After reading “The Death of Two Pigs”, I think you might want to consider releasing a non-fiction anthology ;D
Thanks Andrew. I appreciate your kind words. I’ve had another friend suggest I do more nonfiction stuff, as well. I’ve just always wondered if I had much interesting stuff to say in the nonfiction arena. I appreciate the vote of confidence.
I have killed plenty of pigs. I would have to take the pigs who were runty and not thriving and clip one wire to the ear and one to the tail. Then I flipped a switch and electrocuted them. Your story is much more colorful. Your story inspires emotion while zapping pigs is so clinical and sterile. I loved this piece and Ray sounds like a rare man. Thanks Paul.
I didn’t even think about the fact that you had worked at the pig farm when I put this up. What a different experience. I knew that the experience I witnessed was different than the mass killing, but I didn’t know the details. Yikes.
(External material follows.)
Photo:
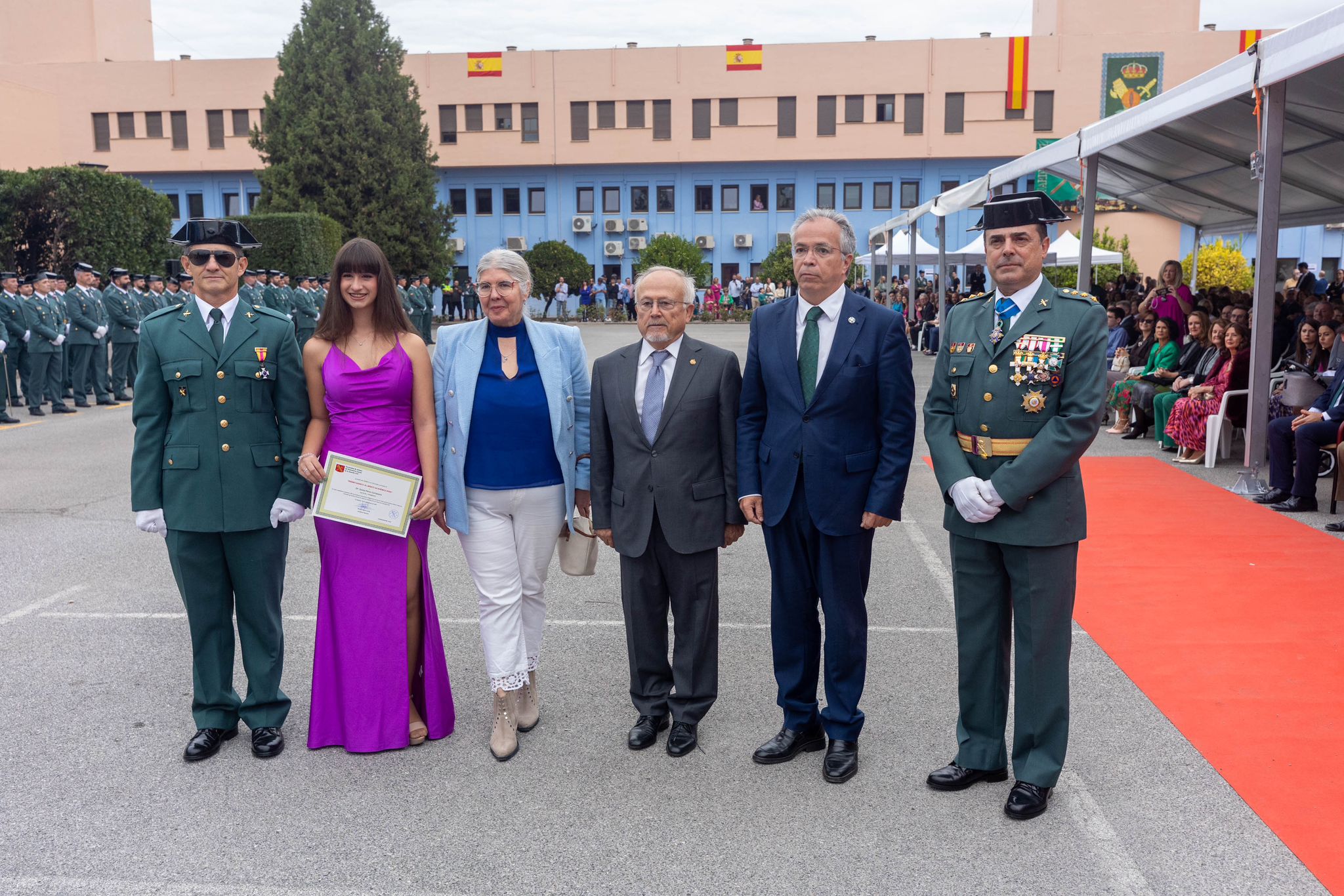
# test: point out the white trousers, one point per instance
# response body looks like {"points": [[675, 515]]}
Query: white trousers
{"points": [[509, 552]]}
Thanks for commenting. And yes, I think you would’ve really liked Ray.
I am very sorry for the loss of your friend.
I believe in reincarnation. My biggest gripe with the concept is that it does nothing to quell the feeling of missing someone. The initial shock of loss is overwhelming, but the residual missing is its own sort of hell.
I was wondering about the Avery surname…
Good point about reincarnation. I think I believe in a form of that, as well, but you’re right. It doesn’t help not being able to find that person and talk about the good ol’ days.
Thanks for commenting.
Paul I entered too. I’ll keep my fingers crossed for both of us…
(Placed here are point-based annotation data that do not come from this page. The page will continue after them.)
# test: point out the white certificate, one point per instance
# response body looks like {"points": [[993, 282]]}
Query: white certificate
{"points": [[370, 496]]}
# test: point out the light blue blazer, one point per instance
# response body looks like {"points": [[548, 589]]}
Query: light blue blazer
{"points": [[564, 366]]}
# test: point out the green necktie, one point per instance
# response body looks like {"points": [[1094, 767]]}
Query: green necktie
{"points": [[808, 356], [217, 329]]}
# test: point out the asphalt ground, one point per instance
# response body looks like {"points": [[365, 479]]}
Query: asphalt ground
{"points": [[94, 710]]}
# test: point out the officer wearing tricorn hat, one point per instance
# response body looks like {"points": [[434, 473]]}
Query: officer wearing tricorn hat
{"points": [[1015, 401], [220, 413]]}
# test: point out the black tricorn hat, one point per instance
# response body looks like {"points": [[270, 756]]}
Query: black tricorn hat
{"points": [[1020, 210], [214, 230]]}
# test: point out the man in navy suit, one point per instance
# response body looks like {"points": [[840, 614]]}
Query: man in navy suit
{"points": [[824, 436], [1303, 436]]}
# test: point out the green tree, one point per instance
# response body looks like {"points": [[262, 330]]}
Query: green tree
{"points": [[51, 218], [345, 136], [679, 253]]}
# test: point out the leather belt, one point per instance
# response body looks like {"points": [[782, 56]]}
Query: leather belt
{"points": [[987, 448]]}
Right on, Penelope. Good luck to you, also. Did you get in before they changed it to “previously unpublished”? I had a story I was working on (an extension of my piece here “The Golden Parachute”), but because I had published part of it on my blog, I couldn’t submit it to them. Oh well, hopefully the one I sent will be appealing to them.
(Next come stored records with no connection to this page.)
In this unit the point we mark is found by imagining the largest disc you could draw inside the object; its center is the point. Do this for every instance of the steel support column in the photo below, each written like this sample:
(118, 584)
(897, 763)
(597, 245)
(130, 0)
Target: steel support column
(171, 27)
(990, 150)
Very evocative, Paul. I could almost feel the cool morning air, the weak sun on my face as I stood around with you, feeling apprehensive. I often think about turning veggie myself, or visiting a slaughterhouse and confronting how my meal begins its life.
I’ve seen my fair share of gruesome, though. I’ve stood in a mortuary and watched corpses being taken apart often enough. And I have also stood in a hospital room whilst a man died in the bed beside me. So, maybe I’ve seen enough, I don’t know.
Excellent little slice of life, and portrait of your friend.
Thanks, Ken. Yeah, sounds like you’ve seen your share of things, as well. This was one of those rare moments. I had known the pigs and known they were going to be slaughtered. It seemed only respectful to see them out, especially if they were going to be food at some point (and yes, I did partake a couple months later). This was hard enough for me to watch (more the killing than the dissembling). I don’t know if I could be in a mortuary and see the things you’ve seen.
Thanks for stopping by and commenting.
Having met Ray Avery once, I knew I had met him before, although another time, place and name. You’ll say nay, there is only one Ray Avery and now he’s gone. The Ray Averys of the world – albeit there are few – are a kind of counter-culture that exist on the fringes, almost a parallel uiniverse, never really embraced by “polite society.” And, what’s important here is that is that these renegade poet-philosophers don’t really give a damn about polite society. They do know their business. Seemingly uncomplicated, straight forward and rough hewn, sit a spell with the likes of Ray and you know you’ve been in the company of someone who has spent considerable time just working things out in his own mind. And, for the time, that’s good enough. I am glad you and Mike, and the others at Rock Creek had the opportunity to know him and he had the chance to know you. The Ray Averys of the world typically live and die in relative obscurity unless, of course, someone like you cared enough to remember him as you have done here. And, for the time, that’s good enough.
Gives new meaning to “one of a kind.” Definitely unique, but when you say it as such, it makes sense that he is one of a certain kind or type of person. I think you’ve hit it on the head.
Glad you got the chance to meet him. He was definitely a character. Do you remember how much he liked Nate? Glad we all got to see him two summers ago.